The full symbolism of the salt march would have eluded Vinoba. He would have known only that the mahatma had walked to the sea and made a little salt. It occurred to him that as the mahatma's successor he should do a little walking himself, or a lot of walking. And, since he couldn't do salt, the cause he chose was land reform. There was actually no need, since the government of independent India had decided to
limit the ownership of land to a few acres per person. Vinoba's idea was that he should walk with his crowd in those rural areas where there was distress. India was the land of the mahatma, and Vinoba thought that people with land would be moved by his walk and by the religious frenzy around it to give a little of what they had.

But land couldn't be given just like that; it wasn't like a cup of rice or wheat or flour that could be poured into the mendicant's sack. A gift of land required deeds and surveyors and lawyers. Vinoba hadn't thought of that. He wasn't Gandhi; he had no legal organisation that could deal with that side of his walk; he had only a devout mob with him, gaining merit by being with the holy man. And so it happened that after the ecstasy created by his passage through an area, with the promises of so many acres for the landless, nothing was done when the procession moved on and blood cooled.

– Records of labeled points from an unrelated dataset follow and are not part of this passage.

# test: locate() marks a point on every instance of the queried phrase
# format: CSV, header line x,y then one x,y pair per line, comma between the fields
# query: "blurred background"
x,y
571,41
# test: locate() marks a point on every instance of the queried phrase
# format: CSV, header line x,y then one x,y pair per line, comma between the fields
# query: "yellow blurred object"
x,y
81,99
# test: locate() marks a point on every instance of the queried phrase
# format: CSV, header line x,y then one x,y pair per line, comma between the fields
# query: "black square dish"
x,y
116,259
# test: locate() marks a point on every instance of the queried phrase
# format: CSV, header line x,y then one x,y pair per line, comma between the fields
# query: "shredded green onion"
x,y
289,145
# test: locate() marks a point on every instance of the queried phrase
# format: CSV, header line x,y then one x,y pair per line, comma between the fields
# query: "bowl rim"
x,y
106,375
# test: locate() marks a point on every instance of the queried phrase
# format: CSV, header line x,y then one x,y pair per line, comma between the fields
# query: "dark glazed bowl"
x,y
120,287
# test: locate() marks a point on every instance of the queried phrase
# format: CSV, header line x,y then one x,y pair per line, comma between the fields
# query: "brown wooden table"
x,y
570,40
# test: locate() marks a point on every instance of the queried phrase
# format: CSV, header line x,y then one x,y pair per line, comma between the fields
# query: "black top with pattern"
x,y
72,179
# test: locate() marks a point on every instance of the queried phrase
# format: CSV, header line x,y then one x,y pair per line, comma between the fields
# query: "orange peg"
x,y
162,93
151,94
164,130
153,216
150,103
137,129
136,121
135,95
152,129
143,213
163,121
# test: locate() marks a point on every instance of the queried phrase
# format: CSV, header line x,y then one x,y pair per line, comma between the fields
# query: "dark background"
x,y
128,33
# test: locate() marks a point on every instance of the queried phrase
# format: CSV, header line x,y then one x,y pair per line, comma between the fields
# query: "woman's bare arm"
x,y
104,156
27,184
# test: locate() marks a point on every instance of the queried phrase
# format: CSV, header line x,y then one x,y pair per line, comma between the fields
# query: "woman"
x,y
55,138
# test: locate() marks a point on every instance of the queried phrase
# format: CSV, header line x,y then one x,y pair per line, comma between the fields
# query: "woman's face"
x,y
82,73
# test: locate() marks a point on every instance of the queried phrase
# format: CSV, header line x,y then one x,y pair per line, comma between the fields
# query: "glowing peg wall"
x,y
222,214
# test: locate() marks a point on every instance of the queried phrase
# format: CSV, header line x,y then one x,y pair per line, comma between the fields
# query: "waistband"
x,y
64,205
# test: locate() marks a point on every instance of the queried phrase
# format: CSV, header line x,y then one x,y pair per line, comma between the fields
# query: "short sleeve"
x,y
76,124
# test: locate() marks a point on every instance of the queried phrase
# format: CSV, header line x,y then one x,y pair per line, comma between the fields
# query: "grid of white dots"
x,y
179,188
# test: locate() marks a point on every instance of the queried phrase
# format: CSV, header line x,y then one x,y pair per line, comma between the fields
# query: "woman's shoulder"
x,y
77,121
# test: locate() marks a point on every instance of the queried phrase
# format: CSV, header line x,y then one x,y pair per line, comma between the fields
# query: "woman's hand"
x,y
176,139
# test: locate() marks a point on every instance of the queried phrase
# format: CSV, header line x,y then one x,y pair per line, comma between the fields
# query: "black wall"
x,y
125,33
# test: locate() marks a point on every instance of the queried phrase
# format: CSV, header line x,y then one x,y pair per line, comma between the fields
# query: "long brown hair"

The walk and the camps were a riot, according to a simple-minded Italian priest who, looking for illumination in India, went and walked with Vinoba. It wasn't quite the white-clad choric procession he might have expected, classically draped, grave and mute behind the great man, and at a respectful distance from him. There was a noisy rustic mob at Vinoba's heels. The Italian had to dig deep into his reserves of forbearance, and he came up with the idea that there was “the innocence of the fart” in the country people running after Vinoba. The racket in the camp in the evening was hard to endure, with many shouted conversations going on at once and much farting and belching. But
Time
was impressed. It put Vinoba on its cover (“I have come to loot you with love”).